COURSE DESCRIPTION: This honors-level course will be aligned with Point Park University’s Sport Art and
Entertainment Management curriculum and will provide students, who complete the course with an 80% or
better, with college credit. Students, who successfully complete this course and elect to attend Point Park
University, will receive three (FREE) college credits for Point Park’s SAEM 101 course.

This course will provide a critical understanding of the following topics:
       Current events
       Event management and event marketing
       Banking and financial systems
       Sport and entertainment law
       Event and live music management
       Promotion and distribution of an event
       Ticketing
       Product development and pricing strategies
       Corporate sponsorship and fundraising

                                                        19
This course will feature a project that utilizes Point Park University’s resources and facilities. There will be an
emphasis on using technology as tool to plan, manage and market an actual event.

592 - PRESENTATION APPLICATIONS
*This is a required graduation course for all 9th Grade Students.
Prerequisite: None
One Semester – Five Periods Per Week - .5 Credit

COURSE DESCRIPTION: Students will manipulate this presentation graphics software package to create
professional-quality visual presentations on paper and as on-screen slide shows. Focus will be placed on
incorporating effective and appropriate elements of design, such as tables, SmartArt graphics, bitmapped
images, AutoShapes, themes and templates. Videos, sound clips, and animations will also be used to enhance
the quality and creativity of presentations. In addition, students will sharpen their oral presentation skills by
giving informative and persuasive speeches.

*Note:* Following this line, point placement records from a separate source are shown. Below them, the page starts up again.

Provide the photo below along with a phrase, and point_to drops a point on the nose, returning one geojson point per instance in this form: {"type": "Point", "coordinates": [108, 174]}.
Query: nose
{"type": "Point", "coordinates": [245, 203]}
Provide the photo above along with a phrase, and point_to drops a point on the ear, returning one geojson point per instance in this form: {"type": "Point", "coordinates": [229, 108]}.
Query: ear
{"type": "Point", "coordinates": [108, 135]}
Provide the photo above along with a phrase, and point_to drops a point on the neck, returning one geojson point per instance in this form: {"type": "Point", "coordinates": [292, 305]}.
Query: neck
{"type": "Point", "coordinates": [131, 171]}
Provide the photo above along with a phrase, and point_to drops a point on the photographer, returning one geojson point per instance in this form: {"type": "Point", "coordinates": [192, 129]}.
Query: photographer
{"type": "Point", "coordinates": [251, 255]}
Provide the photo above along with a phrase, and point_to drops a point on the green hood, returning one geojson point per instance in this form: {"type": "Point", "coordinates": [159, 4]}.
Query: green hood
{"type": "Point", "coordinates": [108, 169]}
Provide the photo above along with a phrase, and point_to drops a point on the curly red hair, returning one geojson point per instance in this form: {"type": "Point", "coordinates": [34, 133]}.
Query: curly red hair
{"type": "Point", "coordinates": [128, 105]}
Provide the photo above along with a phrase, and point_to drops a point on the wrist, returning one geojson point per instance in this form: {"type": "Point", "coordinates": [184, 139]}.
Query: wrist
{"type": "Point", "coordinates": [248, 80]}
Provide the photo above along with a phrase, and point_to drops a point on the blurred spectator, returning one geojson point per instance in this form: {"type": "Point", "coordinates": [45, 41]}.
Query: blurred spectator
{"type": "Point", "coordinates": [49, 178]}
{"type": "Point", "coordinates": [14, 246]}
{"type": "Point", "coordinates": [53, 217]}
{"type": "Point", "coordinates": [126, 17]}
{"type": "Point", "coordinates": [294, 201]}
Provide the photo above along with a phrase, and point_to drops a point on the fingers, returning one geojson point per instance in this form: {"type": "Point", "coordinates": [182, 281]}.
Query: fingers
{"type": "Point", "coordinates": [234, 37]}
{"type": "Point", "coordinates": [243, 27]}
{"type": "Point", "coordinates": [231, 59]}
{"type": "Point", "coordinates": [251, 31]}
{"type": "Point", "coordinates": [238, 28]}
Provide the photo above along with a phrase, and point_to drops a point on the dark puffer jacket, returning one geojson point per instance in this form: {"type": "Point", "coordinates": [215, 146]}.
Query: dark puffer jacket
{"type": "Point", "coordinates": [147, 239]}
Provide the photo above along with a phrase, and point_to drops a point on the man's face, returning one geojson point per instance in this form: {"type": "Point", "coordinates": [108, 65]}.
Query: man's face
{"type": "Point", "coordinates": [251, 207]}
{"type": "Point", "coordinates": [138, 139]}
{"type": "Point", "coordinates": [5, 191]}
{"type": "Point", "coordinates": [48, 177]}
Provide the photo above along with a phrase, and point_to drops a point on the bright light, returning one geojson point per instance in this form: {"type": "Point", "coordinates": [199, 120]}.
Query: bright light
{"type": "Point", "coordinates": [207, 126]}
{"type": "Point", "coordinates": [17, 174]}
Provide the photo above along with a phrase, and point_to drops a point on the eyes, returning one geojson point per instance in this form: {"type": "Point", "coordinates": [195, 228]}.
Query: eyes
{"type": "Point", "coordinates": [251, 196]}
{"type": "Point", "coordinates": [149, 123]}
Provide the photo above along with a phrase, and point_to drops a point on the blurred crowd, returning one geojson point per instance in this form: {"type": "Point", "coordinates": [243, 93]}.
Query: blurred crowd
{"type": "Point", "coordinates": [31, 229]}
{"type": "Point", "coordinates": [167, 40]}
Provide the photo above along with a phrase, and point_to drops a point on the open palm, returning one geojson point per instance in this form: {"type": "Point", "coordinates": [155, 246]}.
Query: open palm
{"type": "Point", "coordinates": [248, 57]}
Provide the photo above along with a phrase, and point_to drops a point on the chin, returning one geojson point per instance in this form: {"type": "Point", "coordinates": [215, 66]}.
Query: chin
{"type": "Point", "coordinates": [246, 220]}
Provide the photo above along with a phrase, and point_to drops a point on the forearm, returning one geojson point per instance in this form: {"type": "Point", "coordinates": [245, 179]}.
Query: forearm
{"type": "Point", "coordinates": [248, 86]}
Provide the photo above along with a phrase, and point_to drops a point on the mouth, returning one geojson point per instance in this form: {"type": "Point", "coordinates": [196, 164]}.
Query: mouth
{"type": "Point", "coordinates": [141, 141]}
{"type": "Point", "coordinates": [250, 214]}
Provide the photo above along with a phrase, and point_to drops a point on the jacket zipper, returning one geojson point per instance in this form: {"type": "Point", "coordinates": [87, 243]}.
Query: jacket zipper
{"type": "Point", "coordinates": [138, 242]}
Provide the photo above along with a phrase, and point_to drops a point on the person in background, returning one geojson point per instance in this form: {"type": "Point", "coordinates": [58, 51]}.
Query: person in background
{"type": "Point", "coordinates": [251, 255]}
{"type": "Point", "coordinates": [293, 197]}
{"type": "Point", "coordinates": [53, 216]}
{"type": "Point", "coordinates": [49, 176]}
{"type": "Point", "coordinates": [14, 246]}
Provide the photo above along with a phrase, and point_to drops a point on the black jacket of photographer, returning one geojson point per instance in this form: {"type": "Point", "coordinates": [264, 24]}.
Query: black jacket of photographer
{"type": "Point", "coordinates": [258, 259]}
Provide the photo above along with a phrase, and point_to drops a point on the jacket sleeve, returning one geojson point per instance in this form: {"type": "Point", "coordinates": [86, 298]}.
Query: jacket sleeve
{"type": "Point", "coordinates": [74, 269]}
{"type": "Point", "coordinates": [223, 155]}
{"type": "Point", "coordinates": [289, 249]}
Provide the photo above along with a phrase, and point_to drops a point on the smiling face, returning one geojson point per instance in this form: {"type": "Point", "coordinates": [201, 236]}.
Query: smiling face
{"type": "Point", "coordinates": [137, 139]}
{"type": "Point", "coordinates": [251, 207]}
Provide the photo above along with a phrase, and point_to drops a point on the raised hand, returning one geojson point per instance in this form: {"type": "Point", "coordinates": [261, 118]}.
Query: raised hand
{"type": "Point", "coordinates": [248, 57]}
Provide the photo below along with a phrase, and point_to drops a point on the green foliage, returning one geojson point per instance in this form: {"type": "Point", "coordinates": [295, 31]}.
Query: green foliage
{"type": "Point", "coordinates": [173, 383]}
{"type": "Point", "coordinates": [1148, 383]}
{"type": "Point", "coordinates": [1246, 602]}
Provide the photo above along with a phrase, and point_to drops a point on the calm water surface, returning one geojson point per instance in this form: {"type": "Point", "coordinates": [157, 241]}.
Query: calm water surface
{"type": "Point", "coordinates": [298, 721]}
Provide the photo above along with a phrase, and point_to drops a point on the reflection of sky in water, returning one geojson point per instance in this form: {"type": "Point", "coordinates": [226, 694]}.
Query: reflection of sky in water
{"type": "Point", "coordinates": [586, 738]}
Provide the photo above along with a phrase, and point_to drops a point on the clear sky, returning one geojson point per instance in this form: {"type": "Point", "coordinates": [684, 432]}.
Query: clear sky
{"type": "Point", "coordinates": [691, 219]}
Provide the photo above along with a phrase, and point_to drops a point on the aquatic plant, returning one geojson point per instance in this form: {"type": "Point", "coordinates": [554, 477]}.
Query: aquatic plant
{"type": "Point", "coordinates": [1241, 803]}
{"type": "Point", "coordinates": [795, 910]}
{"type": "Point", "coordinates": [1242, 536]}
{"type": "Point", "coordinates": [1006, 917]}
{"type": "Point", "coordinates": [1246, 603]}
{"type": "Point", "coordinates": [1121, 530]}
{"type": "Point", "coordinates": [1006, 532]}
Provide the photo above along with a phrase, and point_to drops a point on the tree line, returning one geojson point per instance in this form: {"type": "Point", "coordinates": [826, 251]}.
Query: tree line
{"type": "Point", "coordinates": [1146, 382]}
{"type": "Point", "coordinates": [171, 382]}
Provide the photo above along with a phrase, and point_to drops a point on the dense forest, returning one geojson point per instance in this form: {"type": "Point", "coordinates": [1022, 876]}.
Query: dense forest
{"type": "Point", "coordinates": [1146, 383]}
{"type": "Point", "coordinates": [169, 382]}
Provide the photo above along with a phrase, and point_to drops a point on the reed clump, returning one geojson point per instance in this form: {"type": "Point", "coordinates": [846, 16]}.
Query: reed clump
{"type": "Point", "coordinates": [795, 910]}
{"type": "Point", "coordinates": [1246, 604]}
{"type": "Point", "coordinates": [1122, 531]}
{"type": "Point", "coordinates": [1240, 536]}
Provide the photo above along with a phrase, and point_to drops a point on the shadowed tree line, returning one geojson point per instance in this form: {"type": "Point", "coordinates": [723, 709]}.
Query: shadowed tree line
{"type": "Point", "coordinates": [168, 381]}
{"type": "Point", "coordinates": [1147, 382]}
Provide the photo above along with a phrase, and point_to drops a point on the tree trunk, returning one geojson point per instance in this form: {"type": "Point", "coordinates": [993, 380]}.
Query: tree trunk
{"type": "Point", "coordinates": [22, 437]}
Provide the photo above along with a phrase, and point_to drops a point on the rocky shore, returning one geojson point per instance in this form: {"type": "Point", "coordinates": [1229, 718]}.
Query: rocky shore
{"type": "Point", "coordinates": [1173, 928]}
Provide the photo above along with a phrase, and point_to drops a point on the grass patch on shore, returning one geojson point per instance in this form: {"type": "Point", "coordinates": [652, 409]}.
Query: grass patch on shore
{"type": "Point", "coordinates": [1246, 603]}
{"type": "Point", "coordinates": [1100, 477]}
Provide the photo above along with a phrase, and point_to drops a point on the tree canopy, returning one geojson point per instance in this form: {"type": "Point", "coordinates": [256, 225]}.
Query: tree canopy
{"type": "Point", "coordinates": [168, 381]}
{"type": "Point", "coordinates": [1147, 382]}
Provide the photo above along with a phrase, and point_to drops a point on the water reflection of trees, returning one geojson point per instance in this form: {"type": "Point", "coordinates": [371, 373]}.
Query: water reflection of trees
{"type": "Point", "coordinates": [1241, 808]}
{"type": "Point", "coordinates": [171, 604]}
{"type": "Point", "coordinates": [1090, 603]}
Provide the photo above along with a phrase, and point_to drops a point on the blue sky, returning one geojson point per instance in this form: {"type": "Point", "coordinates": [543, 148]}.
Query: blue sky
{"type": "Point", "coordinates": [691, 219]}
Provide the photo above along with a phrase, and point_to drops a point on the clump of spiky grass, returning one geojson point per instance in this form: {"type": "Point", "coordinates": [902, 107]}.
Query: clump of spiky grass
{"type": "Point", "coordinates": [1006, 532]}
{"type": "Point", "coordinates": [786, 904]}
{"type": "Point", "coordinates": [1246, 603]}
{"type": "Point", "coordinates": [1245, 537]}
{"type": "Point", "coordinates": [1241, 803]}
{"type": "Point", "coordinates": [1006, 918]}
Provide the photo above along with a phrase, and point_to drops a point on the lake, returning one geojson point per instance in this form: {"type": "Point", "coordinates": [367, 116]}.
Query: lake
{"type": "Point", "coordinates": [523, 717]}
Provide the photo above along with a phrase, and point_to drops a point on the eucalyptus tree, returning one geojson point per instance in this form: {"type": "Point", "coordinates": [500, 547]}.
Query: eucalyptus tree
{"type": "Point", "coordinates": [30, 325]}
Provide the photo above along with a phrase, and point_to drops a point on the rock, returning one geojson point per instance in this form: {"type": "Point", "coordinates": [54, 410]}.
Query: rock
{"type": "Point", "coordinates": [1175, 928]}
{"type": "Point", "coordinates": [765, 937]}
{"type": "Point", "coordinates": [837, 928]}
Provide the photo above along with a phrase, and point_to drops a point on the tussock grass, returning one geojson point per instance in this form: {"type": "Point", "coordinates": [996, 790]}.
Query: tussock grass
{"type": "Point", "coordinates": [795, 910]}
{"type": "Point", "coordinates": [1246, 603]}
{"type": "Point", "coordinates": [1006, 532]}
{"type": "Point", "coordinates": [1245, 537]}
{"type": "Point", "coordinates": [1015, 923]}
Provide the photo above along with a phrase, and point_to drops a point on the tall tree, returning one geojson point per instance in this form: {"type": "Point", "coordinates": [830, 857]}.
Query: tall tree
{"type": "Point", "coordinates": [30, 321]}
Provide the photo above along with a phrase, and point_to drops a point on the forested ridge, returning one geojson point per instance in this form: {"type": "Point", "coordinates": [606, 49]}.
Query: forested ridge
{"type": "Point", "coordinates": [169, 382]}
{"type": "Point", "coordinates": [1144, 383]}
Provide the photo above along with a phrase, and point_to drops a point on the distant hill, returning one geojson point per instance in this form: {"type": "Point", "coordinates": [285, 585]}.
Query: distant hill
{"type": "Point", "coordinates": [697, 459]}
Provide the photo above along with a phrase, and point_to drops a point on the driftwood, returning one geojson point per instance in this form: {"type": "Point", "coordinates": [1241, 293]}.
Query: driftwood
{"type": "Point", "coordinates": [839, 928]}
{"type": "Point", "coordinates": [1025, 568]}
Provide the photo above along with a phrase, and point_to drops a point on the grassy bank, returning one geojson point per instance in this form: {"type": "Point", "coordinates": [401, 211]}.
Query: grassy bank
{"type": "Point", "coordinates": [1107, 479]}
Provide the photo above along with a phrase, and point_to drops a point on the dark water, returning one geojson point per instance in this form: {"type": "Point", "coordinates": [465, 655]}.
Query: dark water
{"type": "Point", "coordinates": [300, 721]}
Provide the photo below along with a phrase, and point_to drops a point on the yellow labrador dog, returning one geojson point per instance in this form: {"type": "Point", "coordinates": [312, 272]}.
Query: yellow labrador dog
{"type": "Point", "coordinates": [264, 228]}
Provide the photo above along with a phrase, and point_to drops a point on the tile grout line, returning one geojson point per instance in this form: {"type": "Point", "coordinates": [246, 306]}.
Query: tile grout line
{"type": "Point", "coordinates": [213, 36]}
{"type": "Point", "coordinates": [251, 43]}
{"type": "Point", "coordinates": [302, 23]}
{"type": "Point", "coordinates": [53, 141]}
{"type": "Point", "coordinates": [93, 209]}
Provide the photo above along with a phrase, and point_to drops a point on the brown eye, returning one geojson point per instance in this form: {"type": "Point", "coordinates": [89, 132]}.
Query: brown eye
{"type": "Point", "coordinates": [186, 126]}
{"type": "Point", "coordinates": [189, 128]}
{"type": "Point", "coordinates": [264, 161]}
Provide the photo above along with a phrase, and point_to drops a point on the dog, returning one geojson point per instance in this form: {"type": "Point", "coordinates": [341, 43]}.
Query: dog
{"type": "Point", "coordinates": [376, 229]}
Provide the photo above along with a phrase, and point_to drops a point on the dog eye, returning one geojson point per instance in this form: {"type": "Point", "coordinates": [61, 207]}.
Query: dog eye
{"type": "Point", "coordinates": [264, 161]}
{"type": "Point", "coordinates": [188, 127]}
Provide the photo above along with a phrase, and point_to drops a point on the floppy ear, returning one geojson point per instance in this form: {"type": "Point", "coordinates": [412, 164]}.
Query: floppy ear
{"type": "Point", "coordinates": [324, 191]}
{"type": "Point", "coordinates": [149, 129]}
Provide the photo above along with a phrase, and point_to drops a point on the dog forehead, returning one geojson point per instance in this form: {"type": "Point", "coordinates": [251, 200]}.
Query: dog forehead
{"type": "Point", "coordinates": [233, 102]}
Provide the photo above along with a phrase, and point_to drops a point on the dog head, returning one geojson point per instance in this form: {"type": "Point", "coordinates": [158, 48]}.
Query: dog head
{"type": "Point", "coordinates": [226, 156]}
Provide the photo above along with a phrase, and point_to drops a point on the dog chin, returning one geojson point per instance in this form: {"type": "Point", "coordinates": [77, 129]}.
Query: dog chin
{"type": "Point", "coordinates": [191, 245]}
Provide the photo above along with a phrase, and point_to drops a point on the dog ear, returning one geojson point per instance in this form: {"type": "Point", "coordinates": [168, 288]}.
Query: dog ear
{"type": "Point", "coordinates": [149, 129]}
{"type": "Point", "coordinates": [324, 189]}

                                                     WHAT IS FBLA?
Future Business Leaders of America (“FBLA”) is a nationally-recognized organization that gives students the
opportunity to enhance communication, decision-making, problem solving, technology, and leadership skills.
Students in FBLA participate in a variety of competitive events. The club is open to all students in grades 9th
through 12th.

                                                  COMPUTER SCIENCE

583 – INTRODUCTION TO JAVA PROGRAMMING
Prerequisite: None
One Semester – Five Periods Per Week - .5 Credit

COURSE DESCRIPTION: Java programming will provide the opportunity for students to learn an object-
oriented language and to learn object-oriented programming. The course is aimed at learning how to program
in Java and developing Java applications. The major topics to be covered are: Basic Elements of Java;
Introduction to Objects and Input/Output; Control Structures Using Selection; and Control Structures Using
Repetition.

589 - AP COMPUTER SCIENCE P (PRINCIPLES) (ADVANCED PLACEMENT COURSE)
*It is recommended that a student in the AP Computer Science Principles course should have successfully completed a first-
year high school algebra course with a strong foundation in basic linear functions and composition of functions, and
problem-solving strategies that require multiple approaches and collaborative efforts. In addition, students should be able
to sue a Cartesian (x, y) coordinate system to represent points in a plane. It is important that students and their advisors
understand that any significant computer science course builds on a foundation of mathematical and computational
reasoning that will be applied through the study of the course.
Prerequisite: None
One Semester – Five Periods Per Week - .5 Credit

COURSE DESCRIPTION: AP Computer Science Principles introduces students to the central ideas of computer
science, instilling the ideas and practices of computational thinking, and inviting students to understand how
computing changes the world. Students develop innovative computational artifacts using the same creative
processes artists, writers, computer scientists, and engineers use to bring ideas to life.